Being there . . . . 10 August, 1941 on the deck of HMS Prince of Wales anchored in Placentia Bay off the coast of Newfoundland when Prime Minister Winston Churchill met with President Franklin D. Roosevelt who arrived earlier on board the USS McDougal for the risky Atlantic Conference that became the germ of the United Nations

       HOW THE ATLANTIC CHARTER WRITTEN BY ROOSEVELT AND CHURCHJILL, BUT

 STRANGELY NEVER SIGNED, SAVED DEMOCRACY FROM HITLER, MUSSOLINI, AND TOJO


                        A book reviewed and highly recommended by Don DeNevi

“Roosevelt and Churchill – The Atlantic Charter, August 14, 1941”, by Michael Kluger & Richard Evans. Frontline Books, dist. Naval Institute Press: 203 pages, hc; $37.95.

 Alone, Britain faced the Axis, from May 1940 to June, 1941.  Although morale in the British Isles plummeted, “Good Old Winnie!”, his popularity quite astonishing, inspired the people to fight alone. While the RAF held off the Luftwaffe over London, Churchill knew the nation and its brave fighting men and women would need help. President Roosevelt was committed to helping battle Hitler, and the “guttersnipe’s” Third Reich, but Congress was not. 

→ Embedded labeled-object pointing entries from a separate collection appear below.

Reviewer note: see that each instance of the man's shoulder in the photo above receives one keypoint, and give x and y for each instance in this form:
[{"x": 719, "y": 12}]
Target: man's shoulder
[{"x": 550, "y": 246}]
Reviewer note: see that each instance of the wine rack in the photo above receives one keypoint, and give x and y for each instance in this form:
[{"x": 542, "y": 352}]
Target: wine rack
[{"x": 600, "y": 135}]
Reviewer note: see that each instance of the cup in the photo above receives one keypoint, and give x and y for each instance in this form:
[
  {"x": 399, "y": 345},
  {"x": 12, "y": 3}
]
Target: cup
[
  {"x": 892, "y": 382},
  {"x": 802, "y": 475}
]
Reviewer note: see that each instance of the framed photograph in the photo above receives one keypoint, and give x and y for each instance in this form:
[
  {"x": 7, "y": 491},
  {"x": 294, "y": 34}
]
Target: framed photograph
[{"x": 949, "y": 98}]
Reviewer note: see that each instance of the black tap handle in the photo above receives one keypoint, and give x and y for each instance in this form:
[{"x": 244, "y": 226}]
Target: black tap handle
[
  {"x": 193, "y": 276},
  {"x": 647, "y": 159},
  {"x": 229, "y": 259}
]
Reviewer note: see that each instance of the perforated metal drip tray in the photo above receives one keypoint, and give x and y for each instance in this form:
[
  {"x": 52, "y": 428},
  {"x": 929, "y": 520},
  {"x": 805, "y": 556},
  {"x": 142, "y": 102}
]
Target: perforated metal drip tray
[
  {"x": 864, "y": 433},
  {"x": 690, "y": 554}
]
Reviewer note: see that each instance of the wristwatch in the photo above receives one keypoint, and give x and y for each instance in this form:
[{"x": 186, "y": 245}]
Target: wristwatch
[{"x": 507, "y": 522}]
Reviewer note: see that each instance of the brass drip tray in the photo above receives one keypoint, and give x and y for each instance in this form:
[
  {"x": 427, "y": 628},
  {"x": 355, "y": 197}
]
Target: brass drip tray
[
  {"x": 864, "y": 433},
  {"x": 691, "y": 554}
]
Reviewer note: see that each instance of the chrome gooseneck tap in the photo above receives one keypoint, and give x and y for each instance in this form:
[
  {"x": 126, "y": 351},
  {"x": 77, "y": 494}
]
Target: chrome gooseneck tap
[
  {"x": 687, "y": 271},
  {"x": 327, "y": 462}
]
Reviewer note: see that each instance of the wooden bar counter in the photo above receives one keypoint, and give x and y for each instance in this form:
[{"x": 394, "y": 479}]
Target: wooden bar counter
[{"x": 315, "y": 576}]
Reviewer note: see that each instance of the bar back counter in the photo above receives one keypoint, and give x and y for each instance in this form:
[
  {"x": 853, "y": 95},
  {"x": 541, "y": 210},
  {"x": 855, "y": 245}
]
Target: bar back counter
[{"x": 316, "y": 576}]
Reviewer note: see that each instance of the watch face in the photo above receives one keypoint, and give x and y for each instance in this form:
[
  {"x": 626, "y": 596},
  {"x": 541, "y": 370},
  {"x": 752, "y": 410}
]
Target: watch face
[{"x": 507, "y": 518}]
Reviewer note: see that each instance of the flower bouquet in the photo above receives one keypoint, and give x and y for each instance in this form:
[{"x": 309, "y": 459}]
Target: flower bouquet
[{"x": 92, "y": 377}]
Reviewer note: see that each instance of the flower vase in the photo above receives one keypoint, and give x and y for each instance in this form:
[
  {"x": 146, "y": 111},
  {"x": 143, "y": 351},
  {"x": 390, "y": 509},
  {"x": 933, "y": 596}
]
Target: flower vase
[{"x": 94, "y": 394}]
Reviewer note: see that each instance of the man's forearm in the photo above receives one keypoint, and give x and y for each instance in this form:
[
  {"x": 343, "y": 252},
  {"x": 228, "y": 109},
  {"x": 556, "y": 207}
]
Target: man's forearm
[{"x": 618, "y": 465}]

 The day after Pearl Harbor, Hitler declared war on America. With that, less than 90 days later, Churchill braved the U-boat infested waters of the North Atlantic to meet empathetic President Roosevelt face-to-face for the first time. Along with their Chiefs of Staff and their naval and military advisors, they hammered out in four days an Atlantic Charter of eight points. Initially, so astonishingly secret was it that the Fuhrer never learned about it until much later. Riveted in their resoluteness of high and deep respect for one another, to say nothing about the unabashed personal, nay brotherly, liking and loyalty for one another,  the World War II buff and enthusiast is stunned so little is known about their mutuality to bring the Charter about, the welding needed to hold it together, and the birth point by point in as few pages of print as possible! To this day, only a handful realize the surprisingly few words of that document. Coupled with the extraordinary heroism of the fighting Russian soldiers amid the rubble of Stalingrad, the day and night Allied bombing of Germany, and the successful strategic thrust through Italy, the tide had turned against evil.

 Thank God, in what one might insist is the same heartfelt spirit of collaboration, two good men, one a Britisher, the other American, have given readers a peerless perspective of both the full conference story, focusing upon the writing of the draft which most certainly would assure victory. A long stretch, but in some ways a charter comparable to an international Magna Charta? Well, that might be carrying it a bit too far, yet . . . . . . . . why not read it for yourself to decide.

 In short, “Roosevelt and Churchill – The Atlantic Charter” is a masterful account, indeed a brilliant narrative, of two great, great men cemented together in innumerable ways negotiating an extremely urgent episode fraught with unfathomable danger, if only Hitler knew, to determine the fate of the civilized world.

 Reading doesn’t get any better than this.